Can You Really Adopt a Goldfish?
I recently looked into adopting a goldfish. My roommate has one named Zero, and we decided he needed a friend. Despite any rumors you may have heard to the contrary, goldfish are intelligent, sensitive, social animals. They can experience loneliness, boredom, excitement, and fear.
Plus, they can remember faces and escape routes and can learn to play games like soccer and limbo. That whole “three-second memory” thing is just straight-up wrong.
And because we know that goldfish not only much prefer to have company but also need it in order to thrive, it killed me to see Zero alone all day.
After lots of
nagging dignified persistence on my part, my roommate agreed to introduce another fish into Zero’s life and offered to buy one from a pet store. Nope. Not happening. No one should ever support the pet trade—an industry built on commodifying, exploiting, and abusing animals, including fish.

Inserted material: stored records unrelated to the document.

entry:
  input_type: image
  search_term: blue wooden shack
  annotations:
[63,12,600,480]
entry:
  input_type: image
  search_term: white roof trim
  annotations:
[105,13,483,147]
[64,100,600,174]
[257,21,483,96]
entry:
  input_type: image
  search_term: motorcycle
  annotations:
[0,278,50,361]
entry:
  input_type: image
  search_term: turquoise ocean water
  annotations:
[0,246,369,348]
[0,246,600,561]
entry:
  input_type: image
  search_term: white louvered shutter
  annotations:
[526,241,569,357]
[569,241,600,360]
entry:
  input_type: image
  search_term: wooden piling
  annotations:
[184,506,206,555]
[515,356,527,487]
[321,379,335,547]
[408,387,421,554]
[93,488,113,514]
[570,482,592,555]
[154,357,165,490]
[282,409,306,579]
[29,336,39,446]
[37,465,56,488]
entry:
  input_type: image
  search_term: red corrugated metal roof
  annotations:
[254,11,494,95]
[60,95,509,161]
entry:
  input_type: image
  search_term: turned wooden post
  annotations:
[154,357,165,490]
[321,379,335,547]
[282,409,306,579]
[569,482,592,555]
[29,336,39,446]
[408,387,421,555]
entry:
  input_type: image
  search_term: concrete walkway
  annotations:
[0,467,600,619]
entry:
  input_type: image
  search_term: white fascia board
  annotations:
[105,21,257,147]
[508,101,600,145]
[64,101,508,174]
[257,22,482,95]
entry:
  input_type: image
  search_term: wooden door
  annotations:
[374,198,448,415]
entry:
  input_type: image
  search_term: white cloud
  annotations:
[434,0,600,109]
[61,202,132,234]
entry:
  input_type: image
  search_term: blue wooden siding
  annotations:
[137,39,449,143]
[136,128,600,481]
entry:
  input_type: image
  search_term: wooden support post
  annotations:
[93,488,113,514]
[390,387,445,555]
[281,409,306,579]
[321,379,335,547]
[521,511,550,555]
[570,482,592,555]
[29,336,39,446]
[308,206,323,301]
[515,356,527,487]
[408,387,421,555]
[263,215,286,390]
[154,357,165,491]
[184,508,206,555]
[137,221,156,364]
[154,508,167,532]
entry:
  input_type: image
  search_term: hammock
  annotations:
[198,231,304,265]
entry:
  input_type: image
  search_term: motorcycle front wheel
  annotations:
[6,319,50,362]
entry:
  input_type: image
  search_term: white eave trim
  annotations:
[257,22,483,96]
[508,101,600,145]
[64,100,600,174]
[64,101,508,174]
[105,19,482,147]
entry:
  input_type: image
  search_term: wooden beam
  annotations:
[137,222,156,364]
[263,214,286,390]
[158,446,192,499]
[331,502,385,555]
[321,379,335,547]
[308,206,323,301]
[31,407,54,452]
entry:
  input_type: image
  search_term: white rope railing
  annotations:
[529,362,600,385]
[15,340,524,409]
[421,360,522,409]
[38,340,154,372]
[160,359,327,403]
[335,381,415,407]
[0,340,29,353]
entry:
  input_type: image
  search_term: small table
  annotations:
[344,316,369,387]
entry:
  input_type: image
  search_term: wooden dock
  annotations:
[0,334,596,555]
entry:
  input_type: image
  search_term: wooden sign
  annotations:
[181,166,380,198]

I told him that we could adopt one instead and that I’d look into the process and get back to him. As it turns out, though, I had no idea how to go about it. But with a little bit of research, I found the following PETA-approved options for adopting a fish, along with some other helpful tips:
- Look on Petfinder.com.
Petfinder.com is a website that helps with finding companion animals available for adoption. Click on the “Find Other Pets” tab, and select “Scales, Fins, & Other.” There weren’t any fish up for adoption in my area, but it’s usually a good place to start.
- Look on Craigslist.
PETA doesn’t condone selling or giving away any animal on Craigslist. You don’t know what kind of people they could end up with, and we’ve seen horrific, sickening things done to animals who were obtained via the site. But adopting an animal found on Craigslist is another thing. These animals need homes, and if you’re able to provide an unwanted one with loving care, we don’t see any problem with that.

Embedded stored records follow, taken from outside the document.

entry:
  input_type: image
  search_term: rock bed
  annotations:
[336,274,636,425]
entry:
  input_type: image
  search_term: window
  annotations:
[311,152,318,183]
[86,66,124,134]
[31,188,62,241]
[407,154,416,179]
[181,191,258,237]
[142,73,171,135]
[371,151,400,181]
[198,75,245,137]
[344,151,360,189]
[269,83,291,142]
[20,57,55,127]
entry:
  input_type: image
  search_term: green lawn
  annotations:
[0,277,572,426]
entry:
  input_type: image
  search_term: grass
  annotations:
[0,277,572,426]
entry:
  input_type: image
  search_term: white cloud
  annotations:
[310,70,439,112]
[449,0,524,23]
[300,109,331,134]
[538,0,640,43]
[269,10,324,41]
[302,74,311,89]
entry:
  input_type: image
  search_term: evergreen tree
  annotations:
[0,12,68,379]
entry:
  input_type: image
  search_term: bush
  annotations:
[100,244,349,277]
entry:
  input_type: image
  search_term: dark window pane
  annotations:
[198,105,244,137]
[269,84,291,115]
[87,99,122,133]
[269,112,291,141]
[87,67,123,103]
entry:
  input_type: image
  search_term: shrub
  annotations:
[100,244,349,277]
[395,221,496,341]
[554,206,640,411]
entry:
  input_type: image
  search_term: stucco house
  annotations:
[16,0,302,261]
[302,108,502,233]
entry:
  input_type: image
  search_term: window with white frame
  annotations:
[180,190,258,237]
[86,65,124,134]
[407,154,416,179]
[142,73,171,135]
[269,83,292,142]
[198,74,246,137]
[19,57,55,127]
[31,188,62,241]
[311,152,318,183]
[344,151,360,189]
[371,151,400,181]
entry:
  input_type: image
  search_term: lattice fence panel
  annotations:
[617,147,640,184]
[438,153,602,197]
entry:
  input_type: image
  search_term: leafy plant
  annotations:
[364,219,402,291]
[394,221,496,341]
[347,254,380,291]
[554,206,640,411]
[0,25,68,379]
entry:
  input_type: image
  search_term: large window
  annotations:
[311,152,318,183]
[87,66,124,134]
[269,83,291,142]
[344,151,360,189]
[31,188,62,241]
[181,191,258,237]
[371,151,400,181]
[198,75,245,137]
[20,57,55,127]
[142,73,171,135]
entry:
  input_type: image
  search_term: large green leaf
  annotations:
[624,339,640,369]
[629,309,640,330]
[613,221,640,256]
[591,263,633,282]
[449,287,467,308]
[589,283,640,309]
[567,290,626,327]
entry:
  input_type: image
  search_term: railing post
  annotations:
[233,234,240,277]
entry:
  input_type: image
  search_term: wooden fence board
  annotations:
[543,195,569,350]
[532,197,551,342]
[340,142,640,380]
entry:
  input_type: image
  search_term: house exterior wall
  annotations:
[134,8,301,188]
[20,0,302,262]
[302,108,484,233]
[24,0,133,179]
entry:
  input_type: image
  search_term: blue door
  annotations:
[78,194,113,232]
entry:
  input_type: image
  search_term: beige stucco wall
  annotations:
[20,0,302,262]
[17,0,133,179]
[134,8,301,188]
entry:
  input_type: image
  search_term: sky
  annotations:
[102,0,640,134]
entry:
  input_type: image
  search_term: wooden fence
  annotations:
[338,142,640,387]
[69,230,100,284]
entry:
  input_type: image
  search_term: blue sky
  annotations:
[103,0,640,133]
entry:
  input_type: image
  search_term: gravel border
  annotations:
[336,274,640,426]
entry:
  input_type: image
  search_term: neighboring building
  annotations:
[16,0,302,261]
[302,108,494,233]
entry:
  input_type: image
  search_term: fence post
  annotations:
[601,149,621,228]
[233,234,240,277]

Note: Since Craigslist is so unregulated, you’ll definitely want to have your new companion(s) assessed by a veterinarian right away.
- Call your local animal control office.
Every once in a while, fish are surrendered to animal control shelters, and officers sometimes seize them in cruelty cases, especially ones involving hoarding. You can always check with them or ask to have your name put onto an adoption list in case they ever get a goldfish.
- Ask around.
Someone you know might have a goldfish they don’t want anymore. Maybe their kids won the fish at a carnival and their family doesn’t feel like caring for the animal anymore now that the novelty has worn off. (Giving away fish as carnival prizes is a cruel practice that PETA is working to end.) It never hurts to post on Facebook to see who comes out of the woodwork.
When you do find one or more goldfish to bring into your family, make sure you’ve done your research and know how to care for them properly. They’re not low-maintenance animals or “starter pets”—there’s really no such thing. Goldfish have specific requirements, including proper water temperatures, optimal feeding schedules, environmental stimulation, and so much more.
As for Zero, we found him a buddy through a friend of ours (who happened to have a goldfish she couldn’t care for any longer), and the two are getting along really well. Zero seems much happier now with a new bestie!